Concerns will be raised about how flights going forward can be made safe for passengers to ensure people feel comfortable about booking flights and holidays outside the UK again. Health Secretary Matt Hancock has even said on 12 May that many British people are unlikely to be able to take foreign holidays in the near term, saying “it’s unlikely that big, lavish international holidays are going to be possible for this summer.” Heathrow Airport has announced this month that it will begin temperature screening trials within the next few weeks to help reduce passenger risk whilst travelling, and there have been new plane design interiors appearing that give a glimpse of what people can expect if taking a flight in the future, including removing middle seats or having removable protective screens put in place that surround passengers, as well as the compulsory wearing of protective masks. However, the International Air Transport Association (IATA) has said removing the middle seat in aisles is not something they support. IATA Director General Alexandre de Juniac has also said that “compared to 2019, airfares would need to go up dramatically, between 43% and 54% depending on the region, just to break even.”

So, if flight costs are expected to increase due to lower numbers of passengers allowed on planes per flight and a proposed 14-day quarantine for air passengers coming into the UK, what are the alternatives for UK travellers for holidays in the future? It all points towards UK breaks instead, however, many may decide to wait until 2021. UK holiday destinations such as Haven and Center Parcs are preparing to open at the end of May but research by VisitBritain shows that the majority of Britons who had planned a domestic holiday this year feel it is unlikely to go ahead. Areas like Cornwall and the Lake District have also raised concerns over people travelling in numbers there to beauty spots, with Cumbria Police urging people “not to rush to the Lake District” and Visit Cornwall Chief Executive Malcolm Bell reiterating people to “stay away”.

Less to Spend

Amidst the confusion and uncertainty over holidaying abroad and the UK, many will choose not to this summer. With UK unemployment predicted to double and the economy to shrink by 14% in the next year, many may not have the available funds to spend on holidays this year at least. Seven out of ten UK companies have furloughed staff as of the 22 April, with the Coronavirus Job Retention Scheme paying 80% of a worker’s salary.This scheme has been extended until October, with employers expected to also contribute to the cost of the scheme as of August, and has seen 7.5 million workers covered.
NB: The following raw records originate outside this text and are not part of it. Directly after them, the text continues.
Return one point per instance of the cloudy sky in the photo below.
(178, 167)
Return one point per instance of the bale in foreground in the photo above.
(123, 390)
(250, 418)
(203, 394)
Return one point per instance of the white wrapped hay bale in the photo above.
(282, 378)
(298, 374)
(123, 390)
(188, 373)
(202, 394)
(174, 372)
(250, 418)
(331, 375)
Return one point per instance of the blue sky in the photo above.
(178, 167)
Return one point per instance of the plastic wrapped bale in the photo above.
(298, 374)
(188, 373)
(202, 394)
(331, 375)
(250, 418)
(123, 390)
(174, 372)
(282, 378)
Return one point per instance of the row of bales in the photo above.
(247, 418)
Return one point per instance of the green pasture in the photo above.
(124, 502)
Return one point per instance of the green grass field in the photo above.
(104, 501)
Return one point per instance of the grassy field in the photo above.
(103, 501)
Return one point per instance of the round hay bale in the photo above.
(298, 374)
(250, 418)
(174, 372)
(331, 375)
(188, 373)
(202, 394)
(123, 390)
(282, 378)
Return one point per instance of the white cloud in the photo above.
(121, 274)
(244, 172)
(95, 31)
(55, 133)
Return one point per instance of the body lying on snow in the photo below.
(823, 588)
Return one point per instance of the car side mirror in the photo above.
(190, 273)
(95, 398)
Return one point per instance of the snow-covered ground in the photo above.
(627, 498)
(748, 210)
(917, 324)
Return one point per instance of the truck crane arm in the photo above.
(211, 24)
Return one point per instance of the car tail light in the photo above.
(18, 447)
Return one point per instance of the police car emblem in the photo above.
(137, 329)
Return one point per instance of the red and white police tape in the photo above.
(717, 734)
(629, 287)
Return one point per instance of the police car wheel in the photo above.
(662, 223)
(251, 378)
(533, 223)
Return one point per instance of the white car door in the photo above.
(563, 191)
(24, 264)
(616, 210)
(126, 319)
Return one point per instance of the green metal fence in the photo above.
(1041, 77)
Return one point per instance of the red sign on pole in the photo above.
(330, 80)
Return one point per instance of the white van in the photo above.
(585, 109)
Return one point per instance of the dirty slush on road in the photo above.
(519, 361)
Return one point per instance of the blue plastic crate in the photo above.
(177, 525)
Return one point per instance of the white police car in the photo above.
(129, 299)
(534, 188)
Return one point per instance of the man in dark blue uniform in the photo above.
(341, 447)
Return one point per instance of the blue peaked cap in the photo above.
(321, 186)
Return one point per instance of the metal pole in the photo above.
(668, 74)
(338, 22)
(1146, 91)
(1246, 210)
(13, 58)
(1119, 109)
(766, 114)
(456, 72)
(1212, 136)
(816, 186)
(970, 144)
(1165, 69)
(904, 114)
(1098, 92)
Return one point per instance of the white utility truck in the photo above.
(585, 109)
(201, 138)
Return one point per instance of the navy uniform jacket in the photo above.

Personal finances will be at the forefront of many people’s minds before the possibility of holidays away. Those with short term loans, personal loans, credit cards and other forms of borrowing will be keen not to fall into further debt problems whilst experiencing lower income. If you have been affected by recent events, Citizens Advice and StepChange both offer impartial financial advice if you need it during this difficult time. Whilst summer 2020 may come too soon for holidaymakers and the tourist industry alike, attention is likely to turn to planning for next year when the situation will have hopefully improved.